はじめての友達、はじめての

 さて、部活はどうしようか。そう考えながら適当に校舎内を歩いてたら――別名迷子ともいう――、音に惹かれてやってきたのは音楽室だった。


 うーん、吹奏楽部かぁ……。見学するだけタダだけど、高校の部活って、勧誘のポスターに初心者歓迎! って書いてあっても、吹部に限らず経験者じゃないとなんかなとこあるよね。まして吹部なんて、楽器できるのかっこいいなーとは思ったことあるけど、そう簡単にできるものじゃないだろし。……なんて言ってたら、中学時代帰宅部だったわたしには選択肢がそもそもないわけだけど。


「あ、あの、もしかして、見学……ですか?」

「ひゃあっ!」


 見学するだけタダVSでもわたしは楽器なんてリコーダーくらいしかできないVSそのうち先輩が来て引きずり込まれそうだからその気がないならさっさと立ち去ろう、で頭の中でぐるぐる悩んでたら、急に声を掛けられて声が裏返った。


「ごっ、ごめんなさい……」

「い、いえ……こちらこそ……」


 振り返ると、そこにいたのは髪をみつあみにした大人しそうな子が頭を下げていた。そういえばクラスにこんな子いたな。確か名前がすごかった記憶がある。思い出せないけど。


「あのー、あなたも吹部に見学に?」

「あ、はい……。っていうか、中学でもやってたから、入部するつもりなんですけど」

「あー、敬語じゃなくていいよ。同じ一年でしょ?」

「う、うん……」


 心臓も落ち着いてきて、そういえばさっき見学がどうこう言ってた気がするから、つまりはタメってこと……だよね?


「よかったら一緒に見学していかない?」

「うーん……わたし、初心者だから……そのー……ね?」

「初心者でも大丈夫だよ!」

「えっと、確か百合根ゆりねさん……だっけ? は、中学でもやってたの?」

「うん」


 そ、っかぁ……。同じ初心者だったら一緒にちょっと覗いてみようと思ってたけど、経験者かぁ……。経験者、経験者……うーん……。


「あの、申し訳ないんだけど、あなたの名前は……?」

「あ、わたし、青原あおはらリコ。わたしも名前教えてもらっていい?」

「あっ、わ、私は百合根……鈴々依りりいです」


 そうだそうだ、"りりい"だ。それとも"りりぃ"かな? でも思い出した。初めて聞いた時、すごい名前だなぁと思わず思ってしまったけど、ちょっと小声になったあたり本人はコンプレックスなんだろうか。じゃあ百合根ちゃんとでも呼ぼうかしら。

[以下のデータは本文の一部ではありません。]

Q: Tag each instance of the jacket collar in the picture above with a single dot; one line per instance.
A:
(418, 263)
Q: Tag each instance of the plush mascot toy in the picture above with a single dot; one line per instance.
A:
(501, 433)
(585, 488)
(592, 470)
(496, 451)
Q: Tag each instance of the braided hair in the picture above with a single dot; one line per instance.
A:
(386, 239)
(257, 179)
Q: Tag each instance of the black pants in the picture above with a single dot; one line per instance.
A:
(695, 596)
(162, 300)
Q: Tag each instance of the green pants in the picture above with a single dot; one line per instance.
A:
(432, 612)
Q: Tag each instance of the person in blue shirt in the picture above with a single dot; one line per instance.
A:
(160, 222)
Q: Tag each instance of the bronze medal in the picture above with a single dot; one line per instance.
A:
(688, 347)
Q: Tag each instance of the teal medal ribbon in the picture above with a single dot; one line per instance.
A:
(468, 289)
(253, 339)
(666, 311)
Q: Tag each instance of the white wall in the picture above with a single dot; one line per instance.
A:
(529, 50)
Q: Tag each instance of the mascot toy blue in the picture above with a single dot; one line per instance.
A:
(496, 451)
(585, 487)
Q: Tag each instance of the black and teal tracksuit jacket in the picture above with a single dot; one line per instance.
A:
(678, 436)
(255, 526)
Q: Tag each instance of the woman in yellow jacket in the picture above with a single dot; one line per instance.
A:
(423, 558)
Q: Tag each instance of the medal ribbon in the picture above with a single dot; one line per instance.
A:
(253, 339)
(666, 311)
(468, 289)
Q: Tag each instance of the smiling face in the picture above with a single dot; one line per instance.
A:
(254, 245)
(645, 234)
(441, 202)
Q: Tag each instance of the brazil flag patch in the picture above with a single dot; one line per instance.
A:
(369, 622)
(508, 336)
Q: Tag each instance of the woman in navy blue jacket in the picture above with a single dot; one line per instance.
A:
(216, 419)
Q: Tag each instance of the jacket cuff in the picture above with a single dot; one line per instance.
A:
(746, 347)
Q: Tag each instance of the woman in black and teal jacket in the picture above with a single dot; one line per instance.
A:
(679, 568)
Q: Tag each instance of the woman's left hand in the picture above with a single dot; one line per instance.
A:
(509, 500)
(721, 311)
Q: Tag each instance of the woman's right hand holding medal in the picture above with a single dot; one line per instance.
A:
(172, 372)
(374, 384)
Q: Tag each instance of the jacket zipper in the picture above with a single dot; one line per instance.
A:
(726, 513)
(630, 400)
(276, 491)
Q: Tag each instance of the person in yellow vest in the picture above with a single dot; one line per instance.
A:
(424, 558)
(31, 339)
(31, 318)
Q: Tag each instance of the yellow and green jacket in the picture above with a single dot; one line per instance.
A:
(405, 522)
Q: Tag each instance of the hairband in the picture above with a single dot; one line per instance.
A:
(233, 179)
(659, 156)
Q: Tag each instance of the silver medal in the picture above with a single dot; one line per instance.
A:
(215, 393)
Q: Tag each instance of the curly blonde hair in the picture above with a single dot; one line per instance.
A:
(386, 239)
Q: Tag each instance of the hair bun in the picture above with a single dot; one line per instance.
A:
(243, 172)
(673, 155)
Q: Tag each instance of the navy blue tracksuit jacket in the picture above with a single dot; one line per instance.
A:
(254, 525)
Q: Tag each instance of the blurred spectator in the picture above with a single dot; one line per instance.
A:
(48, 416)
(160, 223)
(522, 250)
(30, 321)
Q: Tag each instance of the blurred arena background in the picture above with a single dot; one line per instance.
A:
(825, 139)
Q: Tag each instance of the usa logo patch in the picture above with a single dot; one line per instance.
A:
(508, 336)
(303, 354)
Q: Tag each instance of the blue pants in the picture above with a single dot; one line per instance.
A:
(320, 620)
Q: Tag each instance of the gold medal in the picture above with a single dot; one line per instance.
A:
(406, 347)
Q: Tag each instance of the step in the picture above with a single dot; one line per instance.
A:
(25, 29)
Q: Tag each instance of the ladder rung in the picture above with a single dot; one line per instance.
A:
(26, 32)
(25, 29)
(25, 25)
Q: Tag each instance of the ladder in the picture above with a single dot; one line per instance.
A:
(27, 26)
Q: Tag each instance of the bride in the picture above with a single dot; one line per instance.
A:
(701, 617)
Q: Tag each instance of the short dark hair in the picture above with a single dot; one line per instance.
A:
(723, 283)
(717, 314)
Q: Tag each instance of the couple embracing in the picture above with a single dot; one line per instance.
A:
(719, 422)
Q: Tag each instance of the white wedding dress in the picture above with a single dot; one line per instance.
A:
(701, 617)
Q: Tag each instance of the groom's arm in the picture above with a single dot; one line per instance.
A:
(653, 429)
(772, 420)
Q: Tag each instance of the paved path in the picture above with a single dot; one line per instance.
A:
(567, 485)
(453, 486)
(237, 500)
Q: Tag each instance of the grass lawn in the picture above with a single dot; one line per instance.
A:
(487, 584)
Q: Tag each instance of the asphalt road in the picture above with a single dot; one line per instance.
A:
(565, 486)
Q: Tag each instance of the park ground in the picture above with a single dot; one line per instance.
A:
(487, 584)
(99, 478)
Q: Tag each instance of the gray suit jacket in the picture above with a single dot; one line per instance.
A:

 まあわたしは吹部に入るつもりはないからこれっきりの関係かもしれないけど、クラスは同じだし自己紹介しておくくらいは別にいいよね。


「わっ、私、その、ひとりじゃ恥ずかしいっていうか、勇気、出なくて……だから一緒に行かないかな、なんて」

「いやーでもわたし、リコーダーくらいしか吹けないから……楽器のことも全然分かんないし」

「そっかぁ……」


 しゅんとなった百合根ちゃんを見てなんとなく罪悪感。わたしも初心者だから、って理由もあるけど、ひとりじゃなんか入りにくいってのも分からなくはないし、躊躇してた理由に少しはそれもあると思う。


「……分かった。一緒に行くだけならいいよ」

「本当? ありがとう!」

「入るとは限らないけど……」

「なんとなくだけど、青原さん、楽器向いてると思うけどな」

「そ、そう?」


 百合根ちゃんの嬉しそうな表情と、楽器向いてるかもの言葉にすっかり気を良くしたわたしは、その後先輩にもおだてられて、結局吹部に入部することになるだなんて、思いもしていなかった。